One of the reasons behind the recent downturn in markets has been the escalating trade dispute between Trump and Chinese counterpart Xi Jinping, which has seen trade tariffs imposed by both sides.

Top 10 US trading partners YTD (to September 2018)

 

Source: US Census Bureau

Boyd-Bowman said that if were asked two months ago whether trade wars were having an impact on the economy, he would probably have said no. However, the manager noted the ongoing dispute has started to spook investors and businesses alike.

“One of the biggest benefits of Trump coming in when he did was that he reignited animal spirts so that built-up capex [capital expenditure reserves] that hadn’t [been deployed] was quickly unlocked,” he said, adding Trump’s tax cuts helped give executives the confidence to invest in their businesses.

“The problem with trade wars is that they’ve gone back to sitting on the sidelines again,” the manager continued.

Yet Boyd-Bowman said that there was the potential for good news on trade to arise as Jinping and Trump meet at the G20 summit at end of November.

He added there are a number of reasons to be confident about the US market, not least the sell-off which has made some stocks look “considerably more attractive than they were one month ago”.


 

As an income investor, the manager said the US market continues to offer attractive yield opportunities despite the market’s reputation for lower payouts than the UK, with recent earnings results showing companies are able to pay a sustainable divided with the potential for growth.

“People have too much UK income exposure where the dividend growth outlook is not as good,” he said.

The manager noted that while the top dividend-paying companies in the UK are concentrated in sectors such as tobacco and natural resources, in the US they are spread across a broader range and include a number of ‘dividend aristocrats’, which have long-term payout track records.

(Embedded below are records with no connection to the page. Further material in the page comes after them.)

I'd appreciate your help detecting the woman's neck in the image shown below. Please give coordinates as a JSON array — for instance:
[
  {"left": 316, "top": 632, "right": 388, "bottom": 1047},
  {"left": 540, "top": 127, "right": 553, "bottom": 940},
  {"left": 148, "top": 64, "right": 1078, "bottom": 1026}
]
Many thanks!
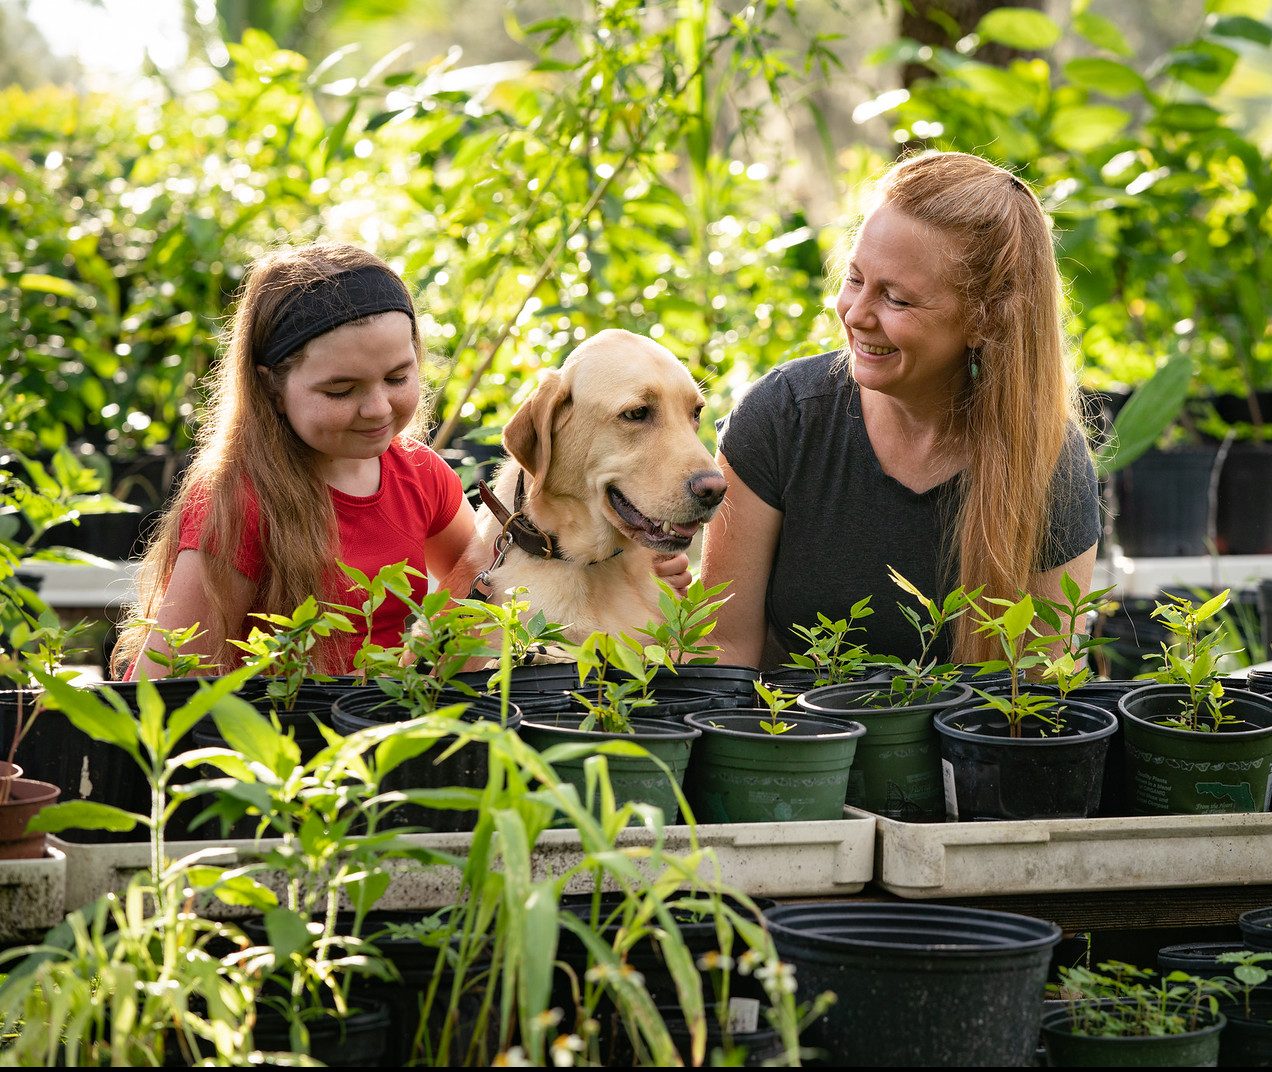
[{"left": 859, "top": 387, "right": 966, "bottom": 494}]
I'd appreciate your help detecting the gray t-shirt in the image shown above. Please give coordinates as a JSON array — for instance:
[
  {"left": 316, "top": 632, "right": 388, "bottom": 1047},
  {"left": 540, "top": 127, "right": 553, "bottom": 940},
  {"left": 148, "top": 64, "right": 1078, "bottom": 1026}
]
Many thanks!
[{"left": 717, "top": 351, "right": 1101, "bottom": 669}]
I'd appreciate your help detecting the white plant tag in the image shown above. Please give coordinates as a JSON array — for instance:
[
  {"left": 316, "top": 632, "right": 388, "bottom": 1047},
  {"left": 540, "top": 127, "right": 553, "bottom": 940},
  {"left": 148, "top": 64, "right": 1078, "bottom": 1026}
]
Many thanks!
[
  {"left": 728, "top": 997, "right": 760, "bottom": 1035},
  {"left": 942, "top": 758, "right": 959, "bottom": 820}
]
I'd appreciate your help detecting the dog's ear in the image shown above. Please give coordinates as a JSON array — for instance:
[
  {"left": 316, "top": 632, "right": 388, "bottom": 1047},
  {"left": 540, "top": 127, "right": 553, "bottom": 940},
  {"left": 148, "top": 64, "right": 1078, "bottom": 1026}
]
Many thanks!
[{"left": 504, "top": 369, "right": 568, "bottom": 485}]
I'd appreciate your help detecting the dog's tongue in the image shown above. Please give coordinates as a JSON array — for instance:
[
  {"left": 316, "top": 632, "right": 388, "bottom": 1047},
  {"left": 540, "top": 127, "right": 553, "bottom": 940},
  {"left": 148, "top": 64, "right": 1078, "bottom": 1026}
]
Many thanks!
[{"left": 670, "top": 521, "right": 700, "bottom": 538}]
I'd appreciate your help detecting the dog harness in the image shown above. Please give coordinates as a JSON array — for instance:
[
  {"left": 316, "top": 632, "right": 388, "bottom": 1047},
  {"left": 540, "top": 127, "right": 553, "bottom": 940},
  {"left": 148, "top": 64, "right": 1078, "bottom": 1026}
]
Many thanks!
[{"left": 467, "top": 472, "right": 622, "bottom": 601}]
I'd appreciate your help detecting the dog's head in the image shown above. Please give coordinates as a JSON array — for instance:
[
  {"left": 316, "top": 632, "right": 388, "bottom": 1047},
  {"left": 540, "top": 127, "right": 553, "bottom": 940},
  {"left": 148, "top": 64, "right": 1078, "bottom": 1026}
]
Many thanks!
[{"left": 503, "top": 329, "right": 726, "bottom": 555}]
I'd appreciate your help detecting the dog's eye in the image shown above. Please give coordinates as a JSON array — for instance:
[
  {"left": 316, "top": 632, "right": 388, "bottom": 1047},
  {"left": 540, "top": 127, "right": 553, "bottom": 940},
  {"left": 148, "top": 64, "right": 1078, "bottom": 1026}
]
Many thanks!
[
  {"left": 621, "top": 406, "right": 649, "bottom": 422},
  {"left": 692, "top": 405, "right": 703, "bottom": 426}
]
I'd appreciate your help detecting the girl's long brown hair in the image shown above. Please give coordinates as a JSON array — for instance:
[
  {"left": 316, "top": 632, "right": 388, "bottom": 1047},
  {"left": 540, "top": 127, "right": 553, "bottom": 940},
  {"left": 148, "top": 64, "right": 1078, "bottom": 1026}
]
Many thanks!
[
  {"left": 870, "top": 151, "right": 1090, "bottom": 662},
  {"left": 112, "top": 243, "right": 427, "bottom": 676}
]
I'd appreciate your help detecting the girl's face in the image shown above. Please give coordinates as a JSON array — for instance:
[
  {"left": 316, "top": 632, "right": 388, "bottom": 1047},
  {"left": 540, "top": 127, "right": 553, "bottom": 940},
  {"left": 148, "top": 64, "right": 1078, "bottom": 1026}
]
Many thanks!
[
  {"left": 835, "top": 202, "right": 972, "bottom": 403},
  {"left": 272, "top": 311, "right": 419, "bottom": 466}
]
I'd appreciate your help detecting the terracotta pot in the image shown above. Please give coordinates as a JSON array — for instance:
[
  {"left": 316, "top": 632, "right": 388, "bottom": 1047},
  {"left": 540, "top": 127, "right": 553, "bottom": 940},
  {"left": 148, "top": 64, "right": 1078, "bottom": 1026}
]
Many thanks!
[{"left": 0, "top": 777, "right": 60, "bottom": 860}]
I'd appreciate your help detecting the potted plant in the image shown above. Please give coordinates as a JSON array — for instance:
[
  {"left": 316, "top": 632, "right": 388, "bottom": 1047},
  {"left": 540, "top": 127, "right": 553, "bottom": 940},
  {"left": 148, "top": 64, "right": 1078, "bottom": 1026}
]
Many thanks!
[
  {"left": 1213, "top": 948, "right": 1272, "bottom": 1066},
  {"left": 516, "top": 628, "right": 701, "bottom": 823},
  {"left": 932, "top": 577, "right": 1120, "bottom": 821},
  {"left": 796, "top": 570, "right": 977, "bottom": 820},
  {"left": 0, "top": 654, "right": 59, "bottom": 861},
  {"left": 763, "top": 598, "right": 876, "bottom": 694},
  {"left": 1040, "top": 959, "right": 1228, "bottom": 1066},
  {"left": 1119, "top": 589, "right": 1272, "bottom": 814},
  {"left": 682, "top": 680, "right": 865, "bottom": 824}
]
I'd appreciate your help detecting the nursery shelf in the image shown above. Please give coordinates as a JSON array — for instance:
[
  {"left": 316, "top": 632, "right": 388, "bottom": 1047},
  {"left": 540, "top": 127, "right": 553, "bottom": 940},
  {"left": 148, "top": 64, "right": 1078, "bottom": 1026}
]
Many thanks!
[
  {"left": 853, "top": 806, "right": 1272, "bottom": 899},
  {"left": 51, "top": 815, "right": 875, "bottom": 915},
  {"left": 0, "top": 846, "right": 67, "bottom": 940}
]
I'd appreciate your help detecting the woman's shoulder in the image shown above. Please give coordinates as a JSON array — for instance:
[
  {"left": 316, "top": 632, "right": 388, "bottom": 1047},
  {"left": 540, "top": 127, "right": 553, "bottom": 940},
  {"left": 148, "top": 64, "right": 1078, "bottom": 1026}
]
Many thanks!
[
  {"left": 732, "top": 350, "right": 851, "bottom": 413},
  {"left": 384, "top": 435, "right": 464, "bottom": 486}
]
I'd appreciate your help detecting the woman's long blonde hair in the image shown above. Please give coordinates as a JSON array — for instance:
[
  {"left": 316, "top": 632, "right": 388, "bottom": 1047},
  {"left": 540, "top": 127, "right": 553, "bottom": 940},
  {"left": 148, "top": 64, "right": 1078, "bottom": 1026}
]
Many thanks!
[
  {"left": 871, "top": 151, "right": 1087, "bottom": 662},
  {"left": 111, "top": 243, "right": 427, "bottom": 676}
]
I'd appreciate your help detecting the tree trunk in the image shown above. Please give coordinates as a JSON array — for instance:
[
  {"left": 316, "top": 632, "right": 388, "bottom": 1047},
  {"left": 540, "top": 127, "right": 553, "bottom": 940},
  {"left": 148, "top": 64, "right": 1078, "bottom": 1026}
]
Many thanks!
[{"left": 900, "top": 0, "right": 1047, "bottom": 87}]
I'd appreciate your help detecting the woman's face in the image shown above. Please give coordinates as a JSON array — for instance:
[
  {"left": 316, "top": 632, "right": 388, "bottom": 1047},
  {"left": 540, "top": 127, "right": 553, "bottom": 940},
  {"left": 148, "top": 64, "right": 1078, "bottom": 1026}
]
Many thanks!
[
  {"left": 835, "top": 202, "right": 972, "bottom": 403},
  {"left": 270, "top": 311, "right": 420, "bottom": 466}
]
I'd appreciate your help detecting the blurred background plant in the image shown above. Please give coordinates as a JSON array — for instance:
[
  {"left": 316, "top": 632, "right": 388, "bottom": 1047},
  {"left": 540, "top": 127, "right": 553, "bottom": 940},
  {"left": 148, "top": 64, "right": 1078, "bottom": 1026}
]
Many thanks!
[{"left": 4, "top": 0, "right": 1270, "bottom": 499}]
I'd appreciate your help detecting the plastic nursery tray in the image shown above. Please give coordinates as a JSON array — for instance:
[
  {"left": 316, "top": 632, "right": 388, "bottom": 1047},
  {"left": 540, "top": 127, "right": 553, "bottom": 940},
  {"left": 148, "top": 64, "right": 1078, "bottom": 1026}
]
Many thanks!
[
  {"left": 52, "top": 815, "right": 876, "bottom": 916},
  {"left": 850, "top": 806, "right": 1272, "bottom": 899},
  {"left": 0, "top": 845, "right": 67, "bottom": 940}
]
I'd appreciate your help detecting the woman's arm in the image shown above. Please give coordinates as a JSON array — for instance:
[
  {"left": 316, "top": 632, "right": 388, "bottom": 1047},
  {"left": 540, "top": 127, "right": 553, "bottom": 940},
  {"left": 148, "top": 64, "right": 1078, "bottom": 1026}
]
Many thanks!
[
  {"left": 699, "top": 453, "right": 782, "bottom": 669},
  {"left": 127, "top": 549, "right": 256, "bottom": 680}
]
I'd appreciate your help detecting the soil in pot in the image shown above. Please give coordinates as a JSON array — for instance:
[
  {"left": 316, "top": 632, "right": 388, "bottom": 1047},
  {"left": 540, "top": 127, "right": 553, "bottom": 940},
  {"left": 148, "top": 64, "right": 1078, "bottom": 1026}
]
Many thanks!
[
  {"left": 518, "top": 713, "right": 700, "bottom": 823},
  {"left": 1119, "top": 685, "right": 1272, "bottom": 815},
  {"left": 1039, "top": 999, "right": 1225, "bottom": 1066},
  {"left": 933, "top": 697, "right": 1118, "bottom": 821},
  {"left": 796, "top": 679, "right": 973, "bottom": 820},
  {"left": 681, "top": 710, "right": 865, "bottom": 824},
  {"left": 330, "top": 689, "right": 523, "bottom": 834},
  {"left": 763, "top": 900, "right": 1060, "bottom": 1067}
]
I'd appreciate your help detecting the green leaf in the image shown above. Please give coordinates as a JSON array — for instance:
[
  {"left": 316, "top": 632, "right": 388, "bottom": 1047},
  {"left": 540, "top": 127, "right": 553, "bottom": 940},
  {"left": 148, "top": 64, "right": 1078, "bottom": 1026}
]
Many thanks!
[
  {"left": 27, "top": 800, "right": 141, "bottom": 833},
  {"left": 1095, "top": 351, "right": 1193, "bottom": 475},
  {"left": 1003, "top": 596, "right": 1035, "bottom": 641},
  {"left": 975, "top": 8, "right": 1062, "bottom": 50},
  {"left": 17, "top": 274, "right": 85, "bottom": 299},
  {"left": 1050, "top": 105, "right": 1131, "bottom": 152},
  {"left": 1062, "top": 58, "right": 1146, "bottom": 97},
  {"left": 29, "top": 671, "right": 140, "bottom": 762},
  {"left": 263, "top": 907, "right": 313, "bottom": 961},
  {"left": 1208, "top": 14, "right": 1272, "bottom": 44},
  {"left": 1071, "top": 12, "right": 1132, "bottom": 56}
]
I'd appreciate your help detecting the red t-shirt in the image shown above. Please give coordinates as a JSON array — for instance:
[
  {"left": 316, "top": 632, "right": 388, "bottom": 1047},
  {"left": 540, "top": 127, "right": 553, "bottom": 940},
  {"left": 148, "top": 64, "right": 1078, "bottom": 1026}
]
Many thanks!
[{"left": 179, "top": 437, "right": 464, "bottom": 670}]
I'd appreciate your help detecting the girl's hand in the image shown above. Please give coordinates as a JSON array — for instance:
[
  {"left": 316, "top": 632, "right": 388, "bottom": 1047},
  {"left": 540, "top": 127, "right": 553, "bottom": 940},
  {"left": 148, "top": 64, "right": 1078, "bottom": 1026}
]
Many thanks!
[{"left": 653, "top": 552, "right": 691, "bottom": 599}]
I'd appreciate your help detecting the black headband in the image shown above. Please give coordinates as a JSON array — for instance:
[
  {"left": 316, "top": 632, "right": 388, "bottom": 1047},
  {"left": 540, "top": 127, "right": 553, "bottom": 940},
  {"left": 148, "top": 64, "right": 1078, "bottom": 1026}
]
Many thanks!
[{"left": 259, "top": 265, "right": 416, "bottom": 366}]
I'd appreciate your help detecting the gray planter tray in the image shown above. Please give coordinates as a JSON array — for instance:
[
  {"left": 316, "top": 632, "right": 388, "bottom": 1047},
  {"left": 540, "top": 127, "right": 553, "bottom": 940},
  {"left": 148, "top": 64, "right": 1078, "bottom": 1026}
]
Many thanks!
[{"left": 0, "top": 845, "right": 67, "bottom": 940}]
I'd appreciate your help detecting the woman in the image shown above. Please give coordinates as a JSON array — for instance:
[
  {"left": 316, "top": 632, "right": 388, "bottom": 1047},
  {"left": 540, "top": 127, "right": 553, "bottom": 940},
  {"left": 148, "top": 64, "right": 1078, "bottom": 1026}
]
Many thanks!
[
  {"left": 702, "top": 150, "right": 1101, "bottom": 670},
  {"left": 112, "top": 242, "right": 477, "bottom": 679}
]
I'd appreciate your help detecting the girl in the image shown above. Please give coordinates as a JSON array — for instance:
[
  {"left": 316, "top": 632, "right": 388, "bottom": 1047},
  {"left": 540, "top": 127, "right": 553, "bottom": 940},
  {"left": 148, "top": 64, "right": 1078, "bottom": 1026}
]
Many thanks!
[{"left": 113, "top": 243, "right": 476, "bottom": 678}]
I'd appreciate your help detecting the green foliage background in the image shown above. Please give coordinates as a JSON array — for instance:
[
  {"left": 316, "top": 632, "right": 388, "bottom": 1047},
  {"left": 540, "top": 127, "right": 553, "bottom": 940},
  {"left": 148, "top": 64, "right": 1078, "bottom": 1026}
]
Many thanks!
[{"left": 3, "top": 0, "right": 1270, "bottom": 472}]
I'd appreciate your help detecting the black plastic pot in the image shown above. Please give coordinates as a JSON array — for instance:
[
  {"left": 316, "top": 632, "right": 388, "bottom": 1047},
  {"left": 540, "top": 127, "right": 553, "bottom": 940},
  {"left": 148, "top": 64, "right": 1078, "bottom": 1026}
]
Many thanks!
[
  {"left": 452, "top": 662, "right": 583, "bottom": 697},
  {"left": 1240, "top": 907, "right": 1272, "bottom": 952},
  {"left": 1039, "top": 999, "right": 1225, "bottom": 1067},
  {"left": 1220, "top": 996, "right": 1272, "bottom": 1067},
  {"left": 2, "top": 677, "right": 210, "bottom": 844},
  {"left": 763, "top": 901, "right": 1061, "bottom": 1066},
  {"left": 1216, "top": 442, "right": 1272, "bottom": 555},
  {"left": 1112, "top": 445, "right": 1220, "bottom": 556},
  {"left": 251, "top": 995, "right": 392, "bottom": 1065},
  {"left": 645, "top": 664, "right": 760, "bottom": 705},
  {"left": 934, "top": 697, "right": 1118, "bottom": 820},
  {"left": 1157, "top": 941, "right": 1262, "bottom": 984},
  {"left": 330, "top": 689, "right": 522, "bottom": 833}
]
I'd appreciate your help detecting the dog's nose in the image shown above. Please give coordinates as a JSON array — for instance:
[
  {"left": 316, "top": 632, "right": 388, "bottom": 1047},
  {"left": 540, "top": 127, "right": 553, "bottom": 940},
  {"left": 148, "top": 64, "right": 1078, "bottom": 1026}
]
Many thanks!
[{"left": 688, "top": 470, "right": 727, "bottom": 510}]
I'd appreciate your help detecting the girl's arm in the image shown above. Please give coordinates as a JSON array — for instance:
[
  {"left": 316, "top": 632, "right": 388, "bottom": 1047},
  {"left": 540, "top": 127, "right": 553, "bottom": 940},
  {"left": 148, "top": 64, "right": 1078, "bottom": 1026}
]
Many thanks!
[
  {"left": 700, "top": 454, "right": 782, "bottom": 669},
  {"left": 427, "top": 496, "right": 479, "bottom": 593},
  {"left": 127, "top": 549, "right": 256, "bottom": 680}
]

“Arguably there is a more ingrained dividend culture in the US than there is here in the UK,” he added. “It’s not all about a high dividend today, it’s about what it’s going to grow into in the future.

 

Boyd-Bowman said the lack of a dedicated US equity income sector from the Investment Association puts Neptune US Income at a disadvantage when being compared with other IA North America funds, which are often more focused on capital growth.

Yet since joining the fund in June 2016, the £33.8m Neptune US Income fund has delivered a total return of 26.63 per cent, slightly ahead of the 26.36 per cent gain for the average IA North America peer, but behind the 27.38 per cent return for the S&P 500 benchmark.

Performance of fund vs sector & benchmark under manager

 

Source: FE Analytics

The fund has a yield of 2.09 per cent and an ongoing charges figure (OCF) of 0.99 per cent.

Boyd-Bowman is also manager of the £229.9m Neptune US Opportunities fund, which he took over at the end of August.